He Said: Gaaa!
She Said: Gaaa!
When you wear a conventional condom, the only way to feel friction is through the latex barrier, but A.V.K. Reddy, MD, solved the problem. His Pleasure Plus condoms have a small pouch on the underside. The idea that the latex moves around right beneath the head of your trouser-trout , stimulating the most sensitive area. Yeah, I like it. My girlfriend, says she, too, is thoroughly satisfied. Reddy says women generally rate this one high because the latex bunches up into small wrinkles at the base of the condom, within striking distance of the clitoris.
Reality (Female Condom)
Score: 9 (He) / 4 (She)
He Said: Wow! Amazing!
She Said: Shhh! Bases loaded!
My choice for a first-place tie even surprised me - it's the Reality female condom. Yup, that tubular monstrosity we've seen on all the talk shows. I am shocked to discover that despite its alarming resemblance to a Hefty Cinch -Sack, it actually feels great -to me anyway. I ask my girlfriend how she likes it, but she's peering over my shoulder at the Yankees game.

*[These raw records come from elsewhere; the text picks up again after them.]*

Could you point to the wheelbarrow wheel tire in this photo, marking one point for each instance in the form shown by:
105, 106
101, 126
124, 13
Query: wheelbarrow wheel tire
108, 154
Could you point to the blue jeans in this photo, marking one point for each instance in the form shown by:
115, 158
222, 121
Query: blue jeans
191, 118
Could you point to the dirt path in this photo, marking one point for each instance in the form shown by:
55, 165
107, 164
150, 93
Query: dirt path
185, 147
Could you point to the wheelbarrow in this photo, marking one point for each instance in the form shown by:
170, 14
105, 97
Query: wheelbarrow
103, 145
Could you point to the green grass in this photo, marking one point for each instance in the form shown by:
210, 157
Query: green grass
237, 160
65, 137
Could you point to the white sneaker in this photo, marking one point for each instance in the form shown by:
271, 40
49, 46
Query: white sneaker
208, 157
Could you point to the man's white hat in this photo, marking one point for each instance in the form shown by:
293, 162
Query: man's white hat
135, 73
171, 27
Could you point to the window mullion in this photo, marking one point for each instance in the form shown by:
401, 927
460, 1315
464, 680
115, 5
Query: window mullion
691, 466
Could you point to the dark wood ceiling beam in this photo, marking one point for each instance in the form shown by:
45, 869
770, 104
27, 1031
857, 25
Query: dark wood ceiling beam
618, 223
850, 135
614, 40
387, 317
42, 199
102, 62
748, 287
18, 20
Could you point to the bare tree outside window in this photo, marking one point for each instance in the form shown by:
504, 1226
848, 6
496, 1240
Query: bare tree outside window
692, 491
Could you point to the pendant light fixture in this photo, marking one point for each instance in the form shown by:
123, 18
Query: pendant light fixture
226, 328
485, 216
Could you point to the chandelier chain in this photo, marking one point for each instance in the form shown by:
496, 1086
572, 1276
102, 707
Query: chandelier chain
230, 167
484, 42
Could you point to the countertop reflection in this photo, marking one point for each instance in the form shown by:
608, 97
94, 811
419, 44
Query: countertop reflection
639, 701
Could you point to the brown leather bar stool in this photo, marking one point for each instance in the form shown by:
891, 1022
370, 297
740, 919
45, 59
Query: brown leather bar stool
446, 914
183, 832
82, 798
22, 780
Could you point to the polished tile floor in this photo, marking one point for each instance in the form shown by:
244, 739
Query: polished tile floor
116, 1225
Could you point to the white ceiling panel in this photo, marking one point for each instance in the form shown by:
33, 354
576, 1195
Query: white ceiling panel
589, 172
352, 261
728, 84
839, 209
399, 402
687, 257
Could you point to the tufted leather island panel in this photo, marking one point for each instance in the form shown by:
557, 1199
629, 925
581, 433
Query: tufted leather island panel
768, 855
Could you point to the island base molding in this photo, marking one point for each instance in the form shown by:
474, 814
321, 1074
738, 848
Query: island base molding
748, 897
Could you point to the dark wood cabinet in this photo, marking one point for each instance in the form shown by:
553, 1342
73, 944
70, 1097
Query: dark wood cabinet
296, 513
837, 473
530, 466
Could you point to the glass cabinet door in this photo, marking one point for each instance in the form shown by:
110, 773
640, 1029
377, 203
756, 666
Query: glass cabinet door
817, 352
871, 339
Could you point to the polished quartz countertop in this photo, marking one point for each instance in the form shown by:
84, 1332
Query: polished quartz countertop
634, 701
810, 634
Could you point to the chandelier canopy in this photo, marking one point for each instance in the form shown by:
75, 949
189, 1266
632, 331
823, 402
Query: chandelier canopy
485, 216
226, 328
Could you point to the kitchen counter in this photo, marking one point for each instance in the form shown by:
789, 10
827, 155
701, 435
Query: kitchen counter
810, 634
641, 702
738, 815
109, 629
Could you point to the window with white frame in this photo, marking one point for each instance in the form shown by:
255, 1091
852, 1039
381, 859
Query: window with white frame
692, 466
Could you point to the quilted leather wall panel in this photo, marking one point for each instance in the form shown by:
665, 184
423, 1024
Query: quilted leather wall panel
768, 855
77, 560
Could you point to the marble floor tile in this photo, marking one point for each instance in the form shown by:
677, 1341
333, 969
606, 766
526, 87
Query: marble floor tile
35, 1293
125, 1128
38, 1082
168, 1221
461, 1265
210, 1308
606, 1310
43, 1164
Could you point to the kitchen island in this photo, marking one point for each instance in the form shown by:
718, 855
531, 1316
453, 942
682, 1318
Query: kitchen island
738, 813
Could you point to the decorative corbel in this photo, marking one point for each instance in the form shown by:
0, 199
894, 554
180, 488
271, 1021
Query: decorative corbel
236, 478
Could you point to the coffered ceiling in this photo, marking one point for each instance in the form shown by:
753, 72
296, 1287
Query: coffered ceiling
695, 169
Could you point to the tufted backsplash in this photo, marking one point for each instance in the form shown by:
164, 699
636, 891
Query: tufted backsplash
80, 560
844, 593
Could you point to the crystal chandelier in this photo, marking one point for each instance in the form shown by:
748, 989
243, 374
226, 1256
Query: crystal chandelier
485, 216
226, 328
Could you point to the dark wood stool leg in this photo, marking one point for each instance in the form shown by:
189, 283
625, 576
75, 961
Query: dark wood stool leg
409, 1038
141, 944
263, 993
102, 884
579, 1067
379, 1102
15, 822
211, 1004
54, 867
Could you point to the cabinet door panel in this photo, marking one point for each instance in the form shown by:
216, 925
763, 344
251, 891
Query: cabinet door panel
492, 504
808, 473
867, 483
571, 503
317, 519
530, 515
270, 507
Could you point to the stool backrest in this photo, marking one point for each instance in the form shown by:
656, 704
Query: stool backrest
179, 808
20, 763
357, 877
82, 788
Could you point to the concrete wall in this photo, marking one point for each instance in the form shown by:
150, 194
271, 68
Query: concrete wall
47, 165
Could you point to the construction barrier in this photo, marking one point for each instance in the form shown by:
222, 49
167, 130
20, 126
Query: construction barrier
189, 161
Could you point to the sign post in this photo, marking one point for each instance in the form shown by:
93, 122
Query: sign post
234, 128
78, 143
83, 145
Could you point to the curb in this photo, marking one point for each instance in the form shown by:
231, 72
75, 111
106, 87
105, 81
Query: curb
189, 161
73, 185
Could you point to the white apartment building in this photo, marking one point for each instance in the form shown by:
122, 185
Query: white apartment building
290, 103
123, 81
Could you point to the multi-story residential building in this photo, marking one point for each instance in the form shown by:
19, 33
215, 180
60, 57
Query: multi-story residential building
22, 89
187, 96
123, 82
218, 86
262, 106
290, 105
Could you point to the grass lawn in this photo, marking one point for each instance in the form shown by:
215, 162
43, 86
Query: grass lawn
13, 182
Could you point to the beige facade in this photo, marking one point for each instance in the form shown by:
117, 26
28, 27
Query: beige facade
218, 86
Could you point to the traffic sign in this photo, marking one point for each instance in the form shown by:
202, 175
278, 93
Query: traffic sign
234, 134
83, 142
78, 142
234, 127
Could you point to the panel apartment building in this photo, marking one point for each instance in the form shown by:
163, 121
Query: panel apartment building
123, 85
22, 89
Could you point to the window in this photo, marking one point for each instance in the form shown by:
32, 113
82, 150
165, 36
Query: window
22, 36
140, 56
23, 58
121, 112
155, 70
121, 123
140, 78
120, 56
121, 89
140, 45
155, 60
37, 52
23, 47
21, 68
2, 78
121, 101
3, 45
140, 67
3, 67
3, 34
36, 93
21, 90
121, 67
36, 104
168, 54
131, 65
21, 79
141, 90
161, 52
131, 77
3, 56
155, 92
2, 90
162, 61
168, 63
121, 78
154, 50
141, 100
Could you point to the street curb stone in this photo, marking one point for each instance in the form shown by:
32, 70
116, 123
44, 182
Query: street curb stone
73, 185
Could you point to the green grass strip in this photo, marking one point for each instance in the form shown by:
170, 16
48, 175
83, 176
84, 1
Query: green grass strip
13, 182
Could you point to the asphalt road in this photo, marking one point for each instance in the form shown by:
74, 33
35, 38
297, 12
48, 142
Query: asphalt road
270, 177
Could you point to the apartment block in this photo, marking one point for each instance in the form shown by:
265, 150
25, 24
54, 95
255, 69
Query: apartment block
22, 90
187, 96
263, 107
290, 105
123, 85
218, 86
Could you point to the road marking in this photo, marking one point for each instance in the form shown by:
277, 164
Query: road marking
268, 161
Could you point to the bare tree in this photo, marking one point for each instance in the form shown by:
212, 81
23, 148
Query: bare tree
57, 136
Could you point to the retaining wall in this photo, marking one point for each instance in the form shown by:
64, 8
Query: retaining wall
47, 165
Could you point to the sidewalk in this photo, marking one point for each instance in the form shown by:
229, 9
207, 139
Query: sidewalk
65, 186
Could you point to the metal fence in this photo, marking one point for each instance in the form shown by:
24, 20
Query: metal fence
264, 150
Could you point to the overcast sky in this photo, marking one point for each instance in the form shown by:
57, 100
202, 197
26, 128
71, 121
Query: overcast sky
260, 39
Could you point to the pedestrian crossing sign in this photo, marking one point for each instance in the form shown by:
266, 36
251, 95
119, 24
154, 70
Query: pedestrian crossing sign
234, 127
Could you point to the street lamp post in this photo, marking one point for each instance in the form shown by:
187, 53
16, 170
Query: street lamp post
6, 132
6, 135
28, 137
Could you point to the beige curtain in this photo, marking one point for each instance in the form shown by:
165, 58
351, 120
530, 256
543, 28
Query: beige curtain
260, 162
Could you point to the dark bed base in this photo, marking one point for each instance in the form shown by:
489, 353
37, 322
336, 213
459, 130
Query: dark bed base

The big reason the Reality feels so pleasurable is because it's made of a soft, heat-conducting plastic, rather than latex which has insulative properties. But is terms of aesthetics, forget it. The female condom is not a pretty sight: It dangles out of her like her guts ae falling out.
Kiss of Mint
He Said: Here, honey, have a sexy breath freshner?
She Said: Is this a hint?
You want a taste sensation, eat a Peppermint Patty. The flavored condoms, girlfriend says, are more on the order of "sucking on a mildly flavored hockey puck." They don't do much for me either, though we both rate Kiss of Mint slightly higher than the others.
He Said: I coulda been a contendah.
She Said: You're deluding yourself.
I wish I could report that the extra large condoms - Magnum and Maxx - are my size, but they hang off me like loose fitting sweaters and all the sensitivity you'd expect from a cardigan. Somehow, the Magnum feels better than the Maxx. My girlfriend says it's like having sex with a man possessed of shattered dreams.
He Said: Hey when did you get here?
She Said: Get off me!
My joy stick feels rubberized, like I just slapped on a few coats of Weatherbeater. My girlfriend says it's like having sex with the Michelin Man.